Assim escrevia Tomás Pinto de Brandão, um portuense que fazia coro com outros escritos oriundos de publicações anónimas em Portugal e no Brasil, em que o padre era tratado com pouquíssima simpatia ou respeito pelo valor científico das suas ideias. Aliás, convém esclarecer que desde muito jovem, com 15 ou 16 anos, Bartolomeu dava mostras de uma memória prodigiosa, «que lhe permitia citar de cor e de trás para a frente (literalmente) qualquer coisa que tivesse lido por uma única vez», refere Joaquim Fernandes, consultando farta documentação. Este seu «jeito», de resto, terá sido amplamente aproveitado pelos serviços secretos reais, que chegaram a utilizar os serviços de Gusmão a desencriptar mensagens cifradas em algumas embaixadas.
Com a obra sobre a poesia satírica concluída, o historiador portuense não desdenharia encontrar – em Portugal ou no Brasil – quem no mundo das imagens a mexer se interessasse pela biografia deste homem, cuja vida dava mesmo um filme, e dos bons.
Comemorações atlânticas e balões em todos os céus
O padre Voador nunca voou e muito do que algumas gazetas europeias escreveram sobre Gusmão remetem mais para as aventuras do barão de Munchausen ou personagens semelhantes do que para a realidade. No entanto, tal como não haveria Fórmula 1 sem a roda, não haveria hoje a aeronáutica e a aerostasia sem Gusmão.

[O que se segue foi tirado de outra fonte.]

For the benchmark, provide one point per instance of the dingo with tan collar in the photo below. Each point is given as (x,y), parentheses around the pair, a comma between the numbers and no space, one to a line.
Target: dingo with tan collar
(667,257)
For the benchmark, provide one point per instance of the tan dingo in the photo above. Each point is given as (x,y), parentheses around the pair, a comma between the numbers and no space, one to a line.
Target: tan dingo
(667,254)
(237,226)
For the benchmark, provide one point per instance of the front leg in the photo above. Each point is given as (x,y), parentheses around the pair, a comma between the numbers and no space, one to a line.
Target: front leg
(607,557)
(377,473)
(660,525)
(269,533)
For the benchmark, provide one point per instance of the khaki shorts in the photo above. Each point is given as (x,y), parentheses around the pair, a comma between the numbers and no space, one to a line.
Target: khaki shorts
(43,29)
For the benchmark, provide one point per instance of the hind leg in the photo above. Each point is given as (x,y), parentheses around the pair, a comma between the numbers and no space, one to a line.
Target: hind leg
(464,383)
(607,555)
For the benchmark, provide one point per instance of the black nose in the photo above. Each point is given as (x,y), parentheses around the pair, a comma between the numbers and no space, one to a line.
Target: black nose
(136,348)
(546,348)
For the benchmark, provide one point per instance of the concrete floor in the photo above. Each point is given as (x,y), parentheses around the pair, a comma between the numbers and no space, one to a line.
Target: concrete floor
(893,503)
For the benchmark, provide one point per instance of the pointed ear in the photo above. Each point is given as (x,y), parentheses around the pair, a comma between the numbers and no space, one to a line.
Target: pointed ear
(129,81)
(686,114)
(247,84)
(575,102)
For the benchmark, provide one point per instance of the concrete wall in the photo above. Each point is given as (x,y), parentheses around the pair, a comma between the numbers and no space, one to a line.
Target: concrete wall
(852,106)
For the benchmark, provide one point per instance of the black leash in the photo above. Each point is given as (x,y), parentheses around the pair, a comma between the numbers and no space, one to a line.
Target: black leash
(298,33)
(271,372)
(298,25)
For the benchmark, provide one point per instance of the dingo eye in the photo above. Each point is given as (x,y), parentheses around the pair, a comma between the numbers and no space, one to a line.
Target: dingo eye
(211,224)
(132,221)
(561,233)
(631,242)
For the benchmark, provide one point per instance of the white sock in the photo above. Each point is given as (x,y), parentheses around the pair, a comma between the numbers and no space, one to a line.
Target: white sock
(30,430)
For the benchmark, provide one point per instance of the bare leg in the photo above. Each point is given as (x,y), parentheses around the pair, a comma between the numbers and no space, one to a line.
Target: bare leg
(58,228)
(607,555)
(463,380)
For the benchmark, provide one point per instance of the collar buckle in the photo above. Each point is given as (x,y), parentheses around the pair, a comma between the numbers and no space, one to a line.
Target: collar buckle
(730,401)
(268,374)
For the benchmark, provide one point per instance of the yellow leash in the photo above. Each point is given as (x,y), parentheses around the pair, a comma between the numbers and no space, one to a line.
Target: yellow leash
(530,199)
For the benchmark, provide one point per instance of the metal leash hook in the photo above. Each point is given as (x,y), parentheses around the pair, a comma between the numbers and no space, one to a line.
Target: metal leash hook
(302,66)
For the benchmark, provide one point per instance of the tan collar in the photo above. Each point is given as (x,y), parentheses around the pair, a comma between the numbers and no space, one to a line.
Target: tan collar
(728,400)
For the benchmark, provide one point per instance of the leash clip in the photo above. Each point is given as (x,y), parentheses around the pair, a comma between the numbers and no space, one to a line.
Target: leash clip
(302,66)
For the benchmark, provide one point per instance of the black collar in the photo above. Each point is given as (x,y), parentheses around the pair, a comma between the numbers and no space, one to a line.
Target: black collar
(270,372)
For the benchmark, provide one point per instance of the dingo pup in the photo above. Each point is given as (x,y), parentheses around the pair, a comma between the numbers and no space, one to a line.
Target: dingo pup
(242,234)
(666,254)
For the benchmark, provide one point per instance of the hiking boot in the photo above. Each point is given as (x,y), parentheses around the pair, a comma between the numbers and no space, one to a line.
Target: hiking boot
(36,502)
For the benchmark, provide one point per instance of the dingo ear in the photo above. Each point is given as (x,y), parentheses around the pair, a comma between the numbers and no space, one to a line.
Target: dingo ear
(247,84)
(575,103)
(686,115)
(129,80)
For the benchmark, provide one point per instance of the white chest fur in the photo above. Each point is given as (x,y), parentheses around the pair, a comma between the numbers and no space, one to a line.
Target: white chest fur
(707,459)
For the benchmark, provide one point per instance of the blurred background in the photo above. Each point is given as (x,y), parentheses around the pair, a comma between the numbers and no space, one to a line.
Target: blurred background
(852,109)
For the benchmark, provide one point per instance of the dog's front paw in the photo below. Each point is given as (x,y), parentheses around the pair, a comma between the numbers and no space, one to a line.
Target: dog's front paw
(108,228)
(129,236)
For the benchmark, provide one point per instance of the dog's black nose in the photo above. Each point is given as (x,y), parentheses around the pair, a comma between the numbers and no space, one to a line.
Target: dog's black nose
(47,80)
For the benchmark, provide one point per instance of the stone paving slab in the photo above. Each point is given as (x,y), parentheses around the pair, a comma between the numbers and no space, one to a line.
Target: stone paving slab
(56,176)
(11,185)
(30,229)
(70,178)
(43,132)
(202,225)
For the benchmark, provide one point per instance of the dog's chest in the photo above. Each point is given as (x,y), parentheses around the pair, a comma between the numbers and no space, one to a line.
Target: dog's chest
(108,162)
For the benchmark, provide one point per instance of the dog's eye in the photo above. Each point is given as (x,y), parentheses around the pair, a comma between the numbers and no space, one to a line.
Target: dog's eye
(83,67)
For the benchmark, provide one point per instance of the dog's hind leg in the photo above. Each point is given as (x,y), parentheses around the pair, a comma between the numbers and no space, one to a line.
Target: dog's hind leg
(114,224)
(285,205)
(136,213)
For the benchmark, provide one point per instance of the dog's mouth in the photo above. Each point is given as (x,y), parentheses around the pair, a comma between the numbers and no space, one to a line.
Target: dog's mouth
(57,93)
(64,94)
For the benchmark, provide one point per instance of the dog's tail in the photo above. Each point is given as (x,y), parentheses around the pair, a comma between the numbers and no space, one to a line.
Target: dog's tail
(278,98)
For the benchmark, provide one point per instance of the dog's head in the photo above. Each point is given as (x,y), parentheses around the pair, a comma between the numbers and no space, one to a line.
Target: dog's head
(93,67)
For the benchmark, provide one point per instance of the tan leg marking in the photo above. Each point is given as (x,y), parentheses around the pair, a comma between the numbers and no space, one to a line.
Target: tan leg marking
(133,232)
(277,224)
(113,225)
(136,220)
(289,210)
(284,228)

No Brasil, onde a sua memória é de há muito acarinhada com um orgulho justificado, uma comissão Comemorativa dos 300 Anos do Balão do padre jesuíta formada em 2008 tem apadrinhado e organizado iniciativas evocativas deste grande feito e desde o dia 3 deste mês que se intensificam os eventos: como o lançamento de um selo especial, actividades para crianças, exibição de balões na Praia de José Menino, em Santos, e até um show de balões iluminados hoje à noite. Subidas de balões – um dos quais atravessará a Vila Belmiro (o estádio do Santos, de Pelé e Robinho), exposição de maquetas históricas elaboradas desde há duas décadas por Silva Filho, um professor de Engenharia reproduzindo os inventos de Bartolomeu de Gusmão, estão agendados e em Portugal há também, embora de forma mais contida, homenagens em curso. A Força Aérea Portuguesa e o jornal Público lançaram recentemente a colecção de dois livros Portugal na Aventura de Voar, para comemorar os trezentos anos do balão e os cem anos da aviação em Portugal.
Nos céus do planeta, perto de uma centena de balonistas de mais de 15 países farão hoje um voo especial evocativo desse momento em que Gusmão abriu à coroa portuguesa a possibilidade de dominar terras, mares e ares. Gabriela Slavec, balonista brasileira, integra a Comissão 300 Anos e explicou à NS’ que outros amantes deste desporto podem associar-se aos eventos em todo o mundo. Os pilotos que quiseram participar, realizando um voo no mesmo dia, deveriam enviar um e-mail para contato@balonismonoar.com.br com o seu nome e país onde seria realizado o voo, com o que ficavam «automaticamente inscritos. Depois do voo, poderão enviar uma foto e um breve relato, para receberem pelo correio uma bandeira especial alusiva às comemorações» disse a campeã, paulista.